Sunday, February 22, 2009

colour canon


The other day I was listening to Margaret Throsby interview author Sonya Hartnett on Classic FM. Sonya Hartnett chose Pachelbel's Canon as one of her favourite pieces of music. If you don't know the name of this piece of music you will certainly recognize the tune, it is ubiquitous in shopping centres and lifts, but, as Harnett pointed out just because it is played in shopping centres doesn't make it any less beautiful. I totally agree. I've been listening to Pachelbel's Canon for many years and it has taken on a new importance in my life as a mother- it works calming magic on manic two year olds and manic 36 year olds!

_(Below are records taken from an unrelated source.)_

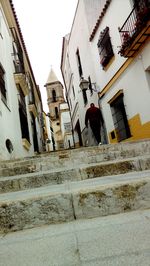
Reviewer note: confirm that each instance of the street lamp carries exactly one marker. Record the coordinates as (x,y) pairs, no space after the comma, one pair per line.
(84,85)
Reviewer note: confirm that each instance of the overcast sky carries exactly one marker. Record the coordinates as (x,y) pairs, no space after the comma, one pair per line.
(43,25)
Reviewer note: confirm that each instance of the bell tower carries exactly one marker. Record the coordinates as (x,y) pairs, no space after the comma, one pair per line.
(55,96)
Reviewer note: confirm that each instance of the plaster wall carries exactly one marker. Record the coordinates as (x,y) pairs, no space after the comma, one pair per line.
(79,39)
(9,116)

Pachelbel's Cannon has also had great signifigance in my artistic life. Wallowing in the post-modern sea at art college Paul Klee (1879-1940)was my lifeline. His elegant, scientific lyrical explorations of colour and line inspired and comforted me. Klee developed a "Canon of Colour Tonality", a formalized graph of colour relationships using lines, circles and triangles. This sounds very dry and boring but Klee's explorations were fascinating and beautiful.



Klee said:
"There are two things in a painter, the eye and the mind;each of them should aid the other. It is necessary to work at their mutual development, in the eye by looking at nature,in the mind by the logic of organized sensations which provides the means of expression."